日本の納豆はアジア圏の一部の国々で人気がありますが、残念ながら他の国では一般的ではありません。しかし、納豆が輸出統計品目番号に新設された2017年から年別に見ると、2022年までの6年間で全国の輸出数量は約1.8倍に増加していることが分かります。

 

東京税関の発表によると、2022年の日本全体における納豆の輸出数量を輸出国別に見ると、1位が中国で930,650kg、2位がアメリカで869,685kg、3位が香港で298,465kg、4位が台湾で194,782kg、5位が韓国で169,239kgと続きます。アメリカへの輸出量が多いのは、在留邦人や日系法人が多く、需要が高いためとされています。

 

そんなアメリカでは、NYタイムズも善玉菌を含む食品として納豆に注目し、ビタミンKの含有量も魅力として挙げています。フランスでは、リヨンの見本市で紹介された粘らない納豆が大好評で、連日2,000食が完売するほどの盛況を見せています。中国では、情報番組で「日本人の長寿のカギは納豆」と紹介され、特に健康意識が高い富裕層を中心に人気が上昇しています。韓国では、2005年に韓国食品メーカーが参入し、2016年にはその規模が10年前の10倍、24億5千万円に拡大しています。

 

このように、日本の納豆の消費量は世界規模で見ても上昇傾向にあります。

 

日本の納豆の特徴

日本の納豆にはいくつかの特徴がありますので、これからご紹介していきます。

 

第一に、栄養価が非常に高い点が挙げられます。

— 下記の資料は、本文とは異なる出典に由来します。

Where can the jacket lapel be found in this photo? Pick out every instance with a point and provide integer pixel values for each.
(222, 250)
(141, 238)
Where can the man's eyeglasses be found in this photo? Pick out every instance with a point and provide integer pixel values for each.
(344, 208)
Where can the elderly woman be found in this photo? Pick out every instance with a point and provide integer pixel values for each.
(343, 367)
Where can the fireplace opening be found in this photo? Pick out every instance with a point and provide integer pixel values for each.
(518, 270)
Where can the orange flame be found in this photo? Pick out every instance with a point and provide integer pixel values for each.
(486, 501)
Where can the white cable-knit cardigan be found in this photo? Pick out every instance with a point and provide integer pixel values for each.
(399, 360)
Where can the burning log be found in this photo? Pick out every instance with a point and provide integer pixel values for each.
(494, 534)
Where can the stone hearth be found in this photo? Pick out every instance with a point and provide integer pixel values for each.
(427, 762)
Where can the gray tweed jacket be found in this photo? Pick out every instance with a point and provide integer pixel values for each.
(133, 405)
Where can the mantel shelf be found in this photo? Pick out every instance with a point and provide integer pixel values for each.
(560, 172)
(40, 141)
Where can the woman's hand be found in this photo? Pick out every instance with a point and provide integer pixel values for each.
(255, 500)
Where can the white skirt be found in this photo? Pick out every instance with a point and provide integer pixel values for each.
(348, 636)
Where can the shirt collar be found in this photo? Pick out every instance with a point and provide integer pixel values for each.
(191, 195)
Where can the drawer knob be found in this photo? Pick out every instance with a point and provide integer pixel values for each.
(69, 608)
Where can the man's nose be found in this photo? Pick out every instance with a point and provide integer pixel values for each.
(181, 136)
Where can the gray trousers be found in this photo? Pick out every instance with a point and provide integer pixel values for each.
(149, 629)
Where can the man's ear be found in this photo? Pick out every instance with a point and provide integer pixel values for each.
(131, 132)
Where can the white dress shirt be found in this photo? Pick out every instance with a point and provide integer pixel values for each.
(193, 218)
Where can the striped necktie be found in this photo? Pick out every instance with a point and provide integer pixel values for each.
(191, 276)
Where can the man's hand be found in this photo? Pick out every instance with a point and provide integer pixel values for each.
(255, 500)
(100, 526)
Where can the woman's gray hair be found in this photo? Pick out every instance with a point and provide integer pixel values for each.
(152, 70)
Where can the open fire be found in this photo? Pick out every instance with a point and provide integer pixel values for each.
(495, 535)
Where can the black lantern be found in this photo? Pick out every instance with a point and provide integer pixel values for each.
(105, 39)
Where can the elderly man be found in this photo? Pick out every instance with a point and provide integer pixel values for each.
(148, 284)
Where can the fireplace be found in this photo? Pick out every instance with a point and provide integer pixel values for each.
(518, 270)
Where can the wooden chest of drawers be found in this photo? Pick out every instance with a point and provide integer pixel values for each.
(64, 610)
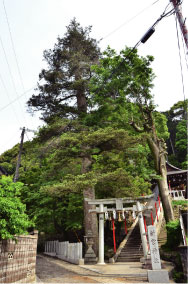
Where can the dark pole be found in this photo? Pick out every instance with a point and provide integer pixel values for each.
(181, 20)
(16, 176)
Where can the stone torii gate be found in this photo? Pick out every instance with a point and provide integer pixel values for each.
(119, 202)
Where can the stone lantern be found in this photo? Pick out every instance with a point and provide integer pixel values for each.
(90, 256)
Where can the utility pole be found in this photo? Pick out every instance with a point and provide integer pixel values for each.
(179, 15)
(16, 176)
(19, 156)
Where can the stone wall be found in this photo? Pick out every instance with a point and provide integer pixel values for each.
(18, 259)
(184, 259)
(71, 252)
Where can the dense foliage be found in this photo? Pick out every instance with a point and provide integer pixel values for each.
(177, 142)
(63, 85)
(89, 141)
(13, 219)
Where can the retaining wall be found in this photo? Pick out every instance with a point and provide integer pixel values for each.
(18, 259)
(71, 252)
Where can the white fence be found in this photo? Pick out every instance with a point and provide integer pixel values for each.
(71, 252)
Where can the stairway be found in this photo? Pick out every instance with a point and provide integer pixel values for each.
(162, 238)
(132, 251)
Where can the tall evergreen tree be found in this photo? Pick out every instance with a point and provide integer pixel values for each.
(122, 89)
(65, 93)
(63, 85)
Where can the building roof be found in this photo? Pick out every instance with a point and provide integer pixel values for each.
(171, 168)
(3, 171)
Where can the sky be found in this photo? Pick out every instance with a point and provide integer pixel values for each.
(27, 28)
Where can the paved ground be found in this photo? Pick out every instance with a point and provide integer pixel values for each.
(53, 270)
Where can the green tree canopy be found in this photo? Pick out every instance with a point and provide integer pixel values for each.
(63, 85)
(13, 219)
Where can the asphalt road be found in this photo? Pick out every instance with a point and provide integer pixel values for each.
(52, 270)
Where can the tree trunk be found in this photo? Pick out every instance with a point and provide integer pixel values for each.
(158, 151)
(90, 219)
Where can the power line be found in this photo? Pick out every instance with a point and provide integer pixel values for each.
(11, 76)
(182, 79)
(14, 51)
(23, 94)
(21, 80)
(128, 21)
(9, 98)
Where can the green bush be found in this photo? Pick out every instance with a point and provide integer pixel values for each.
(13, 220)
(182, 203)
(173, 234)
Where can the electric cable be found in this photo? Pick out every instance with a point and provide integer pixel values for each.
(144, 38)
(128, 21)
(12, 42)
(13, 101)
(181, 68)
(11, 76)
(184, 49)
(6, 91)
(15, 55)
(10, 139)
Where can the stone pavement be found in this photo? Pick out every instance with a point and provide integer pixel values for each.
(52, 270)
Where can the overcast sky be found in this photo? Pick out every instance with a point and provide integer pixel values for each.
(28, 27)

納豆特有の臭いやネバネバ感は、日本食の中でも賛否両論が激しい食品である理由ですが、「納豆どきの医者知らず」とまで言われています。さらに納豆には胃ガン予防や雑菌抑制の効果があり、特にナットーキナーゼは血栓を溶かし、脳卒中や動脈硬化の予防にもつながります。

 

第二に糸引きが強い点が挙げられます。日本の納豆はアジアやアフリカのものと比較しても、糸引きが強く、これが「糸を引いてこそ日本の納豆」とのこだわりに繋がっています。このネバネバ感は、納豆菌がタンパク質を分解し「ポリ-γ-グルタミン酸」を生成する過程で生まれ、アミノ酸が連なり、糸を引く特徴的な構造が生まれます。

 

第三に、納豆に使われている大豆に複数の種類がある点です。納豆に使われる大豆は主に3種類あり、それぞれ味や香りに違いがあります。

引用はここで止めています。